In the last 18 months, though, Netflix has gotten much better in two main ways. First, it signed deals with TV networks and movie distributors that let it add a lot more movies and shows. It certainly doesn't have everything--or even most things--that I want, but I rarely feel like I'm wasting my time watching garbage. Second, Netflix's streaming service is now available on a wide range of devices--you can watch with your computer, iPhone, iPad, Apple TV, Blu-ray and DVD players, Wii, PlayStation 3, Xbox, and a range of Web-connected TVs. This is one of my favorite things about Netflix: I can start a movie on my TV, watch a bit of it later on my PC, and then finish it on my iPad before bed. Every time I switch to a new device, the video starts right where I left off. No other movie-delivery system--not DVDs, not BitTorrent, not iTunes, not Hulu--allow for this kind of flexibility. And as long as Netflix keeps expanding its library and the number of devices you can get it on, I don't see how it can lose.

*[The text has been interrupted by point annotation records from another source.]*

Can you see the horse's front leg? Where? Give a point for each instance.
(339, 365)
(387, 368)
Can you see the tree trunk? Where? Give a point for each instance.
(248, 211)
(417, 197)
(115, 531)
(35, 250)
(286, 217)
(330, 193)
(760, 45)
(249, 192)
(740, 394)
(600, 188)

Well, maybe there is one dark cloud: Will there be enough available bandwidth for Netflix to keep growing? Wired.com's Ryan Singel points out that in the hours when Netflix hits 20 percent of broadband use, it's being used by just under 2 percent of Netflix subscribers. That stat has huge implications for how ISPs manage their lines. If 2 percent of Netflix customers account for one-fifth of the traffic on North American broadband lines, what will happen when more and more Netflixers begin to watch movies during peak times?*

The outcome might actually not be that dire. Theoretically, broadband capacity isn't fixed--as people begin using bandwidth-hogging services like Netflix more often, they'll subscribe to faster Internet lines, and that will push ISPs to build out their capacity. Still, as I've pointed out in the past, American broadband is pretty crummy. Unlike in other countries, our Internet plans haven't been getting faster, cheaper, and more widespread. In a presentation that it published online earlier this year, Netflix predicted that its shipments of DVDs would peak in 2013--after that, the number of discs it sends out will begin to decline. The future of Netflix, then, is the Internet. It's an open question whether the Internet can keep up.